Recently, the contrastive learning paradigm has achieved remarkable success in high-level tasks such as classification, detection, and segmentation. However, contrastive learning applied in low-level tasks, like image restoration, is limited, and its effectiveness is uncertain. This raises a question: Why does the contrastive learning paradigm not yield satisfactory results in image restoration? In this paper, we conduct in-depth analyses and propose three guidelines to address the above question. In addition, inspired by style transfer and based on contrastive learning, we propose a novel module for image restoration called \textbf{ConStyle}, which can be efficiently integrated into any U-Net structure network. By leveraging the flexibility of ConStyle, we develop a \textbf{general restoration network} for image restoration. ConStyle and the general restoration network together form an image restoration framework, namely \textbf{IRConStyle}. To demonstrate the capability and compatibility of ConStyle, we replace the general restoration network with transformer-based, CNN-based, and MLP-based networks, respectively.

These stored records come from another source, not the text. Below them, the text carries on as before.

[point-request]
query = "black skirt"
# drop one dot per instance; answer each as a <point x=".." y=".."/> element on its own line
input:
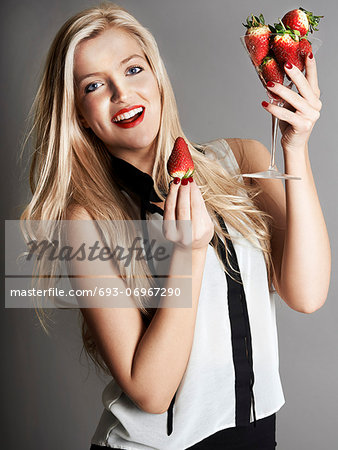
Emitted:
<point x="259" y="437"/>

We perform extensive experiments on various image restoration tasks, including denoising, deblurring, deraining, and dehazing. The results on 19 benchmarks demonstrate that ConStyle can be integrated with any U-Net-based network and significantly enhance performance. For instance, ConStyle NAFNet significantly outperforms the original NAFNet on SOTS outdoor (dehazing) and Rain100H (deraining) datasets, with PSNR improvements of 4.16 dB and 3.58 dB with 85% fewer parameters.